Pogorelec did not want to force people into a role they did not want, so using attrition to help with realigning staff was a better long-term option. It took about six months. The only exception involved a case manager who desired to move into a leadership role. There were no leadership options in discharge planning, so the case manager became a UR leader, Pogorelec says.
• Identify at-risk patients. “We created an algorithm, our modification of a tool by the American Academy of Family Physicians,” she says. “We use it for clinical complexity, and added additional layers for social determinants of health.”
The Valley Risk Assessment Tool assigns each patient a level of complexity from one to nine. (See samples from tool in sidebar in this issue.) Those scoring at a high complexity level are referred to the complex care coordinator, she adds.
There also is an automatic referral to the case management team when a patient has visited the ED five times or more within six months, she says. For example, the ED social worker can step in if a person has ended up in the ED because he or she could not fill prescriptions in the community. The social worker can ensure the prescriptions are filled before the person leaves the ED, she explains.
• Hold daily huddles.

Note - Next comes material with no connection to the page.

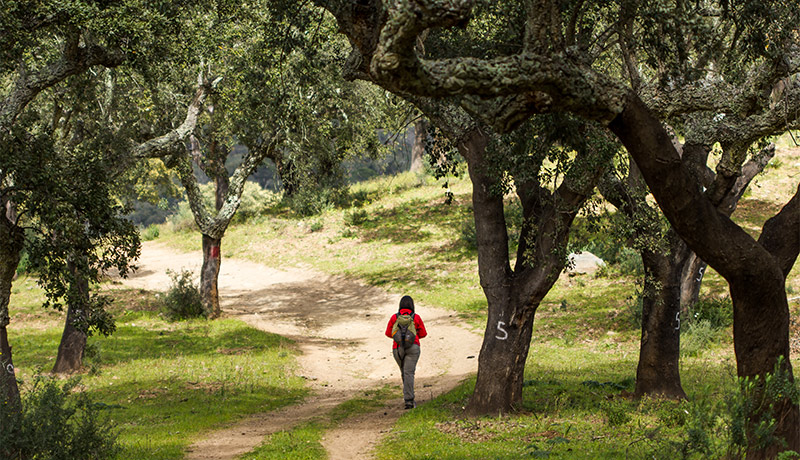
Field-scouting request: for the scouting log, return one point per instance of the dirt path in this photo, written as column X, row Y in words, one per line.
column 338, row 324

The team huddles daily to discuss any potential problems, and how to shift work within the team to be most effective and efficient for the day’s caseload.

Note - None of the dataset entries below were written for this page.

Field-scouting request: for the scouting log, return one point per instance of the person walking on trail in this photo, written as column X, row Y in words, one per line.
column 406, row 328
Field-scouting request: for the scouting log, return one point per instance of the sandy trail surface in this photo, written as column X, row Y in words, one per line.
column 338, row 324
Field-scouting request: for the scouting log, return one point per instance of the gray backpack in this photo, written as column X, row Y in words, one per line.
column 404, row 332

“We let everyone know what it looks like in the emergency room. If there is a high census, we talk about how to prioritize case management,” Pogorelec says. “The daily huddle allows for transparency amongst the team, so everyone can prepare for what the day looks like.”
• Focus on social determinants of health. The case management team can focus on the patient issues that usually are overlooked in clinical healthcare settings: social determinants of health.

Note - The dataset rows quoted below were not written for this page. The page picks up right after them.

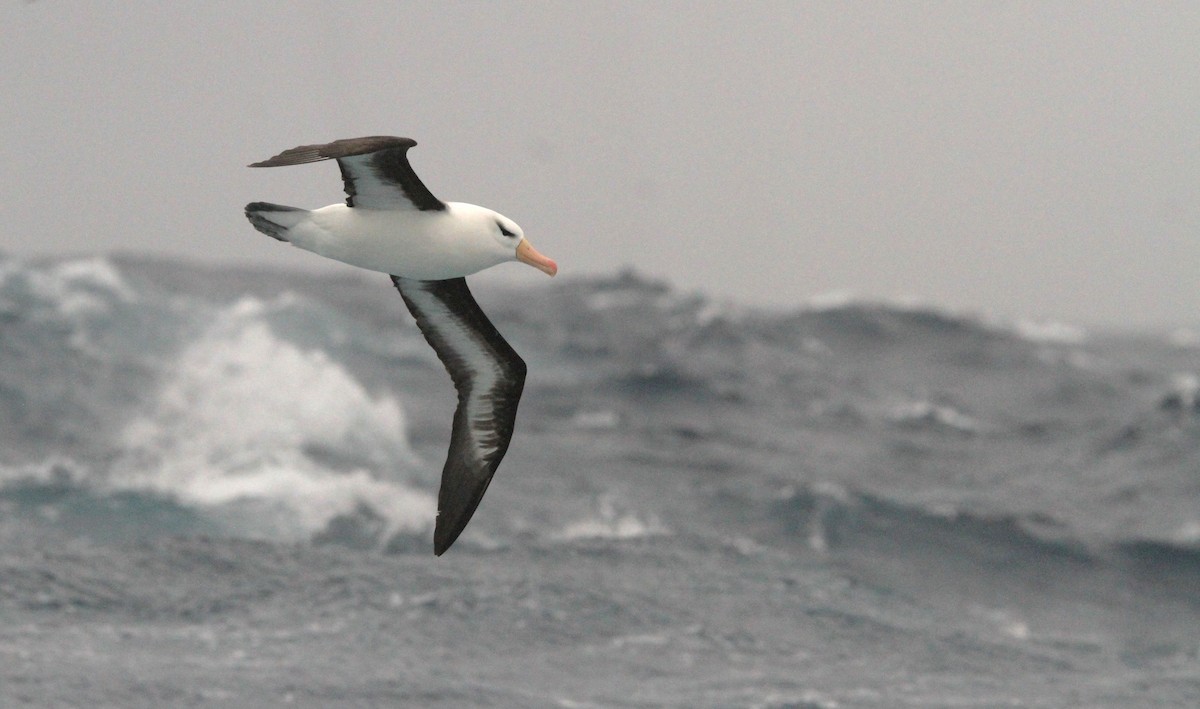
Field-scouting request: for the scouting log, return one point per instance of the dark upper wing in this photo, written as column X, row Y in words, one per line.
column 375, row 172
column 489, row 376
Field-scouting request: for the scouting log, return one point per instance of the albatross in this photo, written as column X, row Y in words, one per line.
column 394, row 224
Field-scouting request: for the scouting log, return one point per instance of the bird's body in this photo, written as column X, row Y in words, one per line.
column 394, row 224
column 424, row 245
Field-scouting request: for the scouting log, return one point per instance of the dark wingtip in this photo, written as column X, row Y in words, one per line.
column 445, row 535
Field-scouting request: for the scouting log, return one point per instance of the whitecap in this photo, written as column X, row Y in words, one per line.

For instance, many organizations focus on episodes of care, and develop a discharge planning solution that meets the need of that episode, Pogorelec says. This limits the ability to prevent subsequent admissions based on mental health disorders, finances, access to resources, and family support, she says.
“In our model, the complex care coordinator, working with our team members across the continuum, is able to plan for circumstances that exist outside the four walls,” she explains. “For example, if identified in the hospital admission that there may be an unsafe home environment, not only do we mitigate those circumstances as much as we can during the hospitalization, but we work with our team members in home care, population health, and the post-acute setting, in an effort to ensure and follow up on our discharge plan.”
• Collaborate and provide follow-up care. The case management team formed a relationship with the hospital’s population health department, which helps with handoffs. The team also works with home care organizations, nursing facilities, and other providers. “You have to have people in the community to follow the plans you set forth,” Pogorelec says. “There is only so much you can do telephonically, from the hospital side.”
While the hospital does not own skilled nursing facilities (SNFs), the hospital’s population health staff — RNs and physical therapists — work in the SNFs and coordinate warm handoffs. These are post-acute navigators, a role launched in 2016, she explains.
“Patients go in a lot of different directions when they leave, so it’s critical that we have someone touch base with them,” Pogorelec adds.
One of the first steps to streamline case management operations is to reassign staff to new roles, such as focused discharge planning jobs and utilization review.